# Troy-Bilt 2-Cycle Gas Trimmer Will Not Start



## g8tkeeper (Jun 25, 2009)

I have a Troy-Bilt 2-Cycle Gasoline Trimmer (Model# TB70SS) that I purchased about 1 1/2 to 2-years ago and it will not start. Enclosed are photos of the unit.

I've done the following and it still will not start:

Checked the On/Off Switch
I've replaced the gas and added a fresh new tank of 40:1 mixture of 2-cycle oil and unleaded gas
I've checked the Spark Plug arrestor and cleaned the screen with a wire brush
I've replaced the spark plug with a Champion DJ7Y spark plug with a .025 gap
I've inspected the air filter and it looks to be in pretty good condition.
I've pulled the starter rope numerous times just in case it is flooded

One of the things I've noticed is that the Primer Bulb will not work correctly.

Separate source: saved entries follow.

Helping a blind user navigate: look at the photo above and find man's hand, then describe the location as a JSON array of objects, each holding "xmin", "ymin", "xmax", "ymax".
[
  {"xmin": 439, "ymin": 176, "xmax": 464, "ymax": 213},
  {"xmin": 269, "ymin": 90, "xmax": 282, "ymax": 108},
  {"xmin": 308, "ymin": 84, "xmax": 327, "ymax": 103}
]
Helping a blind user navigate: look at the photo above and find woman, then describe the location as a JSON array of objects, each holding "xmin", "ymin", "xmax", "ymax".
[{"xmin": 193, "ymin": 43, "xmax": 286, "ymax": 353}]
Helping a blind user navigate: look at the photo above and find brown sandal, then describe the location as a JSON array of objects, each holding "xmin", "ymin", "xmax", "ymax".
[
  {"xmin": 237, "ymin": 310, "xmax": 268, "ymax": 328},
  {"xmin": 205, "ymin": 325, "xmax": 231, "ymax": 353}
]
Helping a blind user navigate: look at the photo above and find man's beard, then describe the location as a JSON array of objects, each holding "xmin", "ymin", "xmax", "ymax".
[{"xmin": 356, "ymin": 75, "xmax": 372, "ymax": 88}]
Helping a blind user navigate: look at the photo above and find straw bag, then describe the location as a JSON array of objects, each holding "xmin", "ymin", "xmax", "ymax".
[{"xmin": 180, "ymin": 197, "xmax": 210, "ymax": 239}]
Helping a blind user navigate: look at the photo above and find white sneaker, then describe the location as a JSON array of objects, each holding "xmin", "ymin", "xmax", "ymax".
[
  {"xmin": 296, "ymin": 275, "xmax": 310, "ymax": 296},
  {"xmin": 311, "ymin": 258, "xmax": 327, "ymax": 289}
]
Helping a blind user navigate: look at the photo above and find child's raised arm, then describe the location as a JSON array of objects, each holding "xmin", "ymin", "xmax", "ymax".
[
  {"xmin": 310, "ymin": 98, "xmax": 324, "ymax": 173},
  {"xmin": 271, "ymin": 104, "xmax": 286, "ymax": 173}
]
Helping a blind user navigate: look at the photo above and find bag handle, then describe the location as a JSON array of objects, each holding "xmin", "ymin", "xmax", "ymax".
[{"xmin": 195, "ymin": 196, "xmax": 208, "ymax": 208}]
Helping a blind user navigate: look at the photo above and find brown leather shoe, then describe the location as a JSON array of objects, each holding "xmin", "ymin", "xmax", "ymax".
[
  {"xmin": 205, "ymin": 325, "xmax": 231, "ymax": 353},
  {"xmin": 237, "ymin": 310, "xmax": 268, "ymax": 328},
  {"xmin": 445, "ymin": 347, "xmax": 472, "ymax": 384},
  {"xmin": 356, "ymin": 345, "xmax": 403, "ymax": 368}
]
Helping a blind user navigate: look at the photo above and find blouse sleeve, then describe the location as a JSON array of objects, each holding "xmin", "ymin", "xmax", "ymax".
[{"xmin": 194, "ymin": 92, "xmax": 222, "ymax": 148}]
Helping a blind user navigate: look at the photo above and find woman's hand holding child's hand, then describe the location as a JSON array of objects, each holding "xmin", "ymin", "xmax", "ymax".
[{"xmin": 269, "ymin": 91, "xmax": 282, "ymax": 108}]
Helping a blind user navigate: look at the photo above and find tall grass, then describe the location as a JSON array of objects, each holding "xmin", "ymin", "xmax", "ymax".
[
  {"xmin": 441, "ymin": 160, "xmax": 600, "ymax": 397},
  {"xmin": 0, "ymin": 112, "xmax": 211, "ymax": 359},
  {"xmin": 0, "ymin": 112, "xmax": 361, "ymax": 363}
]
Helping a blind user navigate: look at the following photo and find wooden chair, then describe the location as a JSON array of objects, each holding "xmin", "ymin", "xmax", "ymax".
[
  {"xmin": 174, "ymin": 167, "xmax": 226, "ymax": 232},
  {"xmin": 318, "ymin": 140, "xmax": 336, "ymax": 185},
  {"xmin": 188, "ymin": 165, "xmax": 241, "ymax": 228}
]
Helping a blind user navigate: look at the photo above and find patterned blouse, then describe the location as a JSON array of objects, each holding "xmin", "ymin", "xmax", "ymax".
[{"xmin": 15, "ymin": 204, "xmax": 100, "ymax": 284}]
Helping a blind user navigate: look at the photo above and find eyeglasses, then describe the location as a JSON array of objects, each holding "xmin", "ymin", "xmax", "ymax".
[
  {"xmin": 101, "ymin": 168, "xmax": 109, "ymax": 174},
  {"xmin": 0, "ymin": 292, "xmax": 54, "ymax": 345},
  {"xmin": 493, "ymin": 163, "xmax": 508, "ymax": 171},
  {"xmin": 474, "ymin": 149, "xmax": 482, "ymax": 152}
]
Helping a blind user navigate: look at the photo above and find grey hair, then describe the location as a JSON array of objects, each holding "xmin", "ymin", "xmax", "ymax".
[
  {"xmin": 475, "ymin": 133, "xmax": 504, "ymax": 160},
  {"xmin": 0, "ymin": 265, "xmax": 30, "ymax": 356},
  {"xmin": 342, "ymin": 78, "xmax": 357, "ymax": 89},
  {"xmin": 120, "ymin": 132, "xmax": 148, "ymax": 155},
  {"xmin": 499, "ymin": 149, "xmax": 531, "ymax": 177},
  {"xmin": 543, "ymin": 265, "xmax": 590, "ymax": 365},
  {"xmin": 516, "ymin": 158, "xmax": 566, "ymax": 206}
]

When I press it in to start the fuel flow, it will not depress or return to its normal state immediately, it takes several minutes. Therefore, I can't press it 10 times as the manual states to start it. Does this mean I need to replace the primer bulb? What could be the problem HELP!!!


----------



## brokenknee (Dec 13, 2008)

Have you checked to make sure you have spark? Will it fire if you give it a shot of ether? Does it seem to have good compression?


----------



## 47_47 (Sep 11, 2007)

Try loosening the fuel fill cap and press the primer.


----------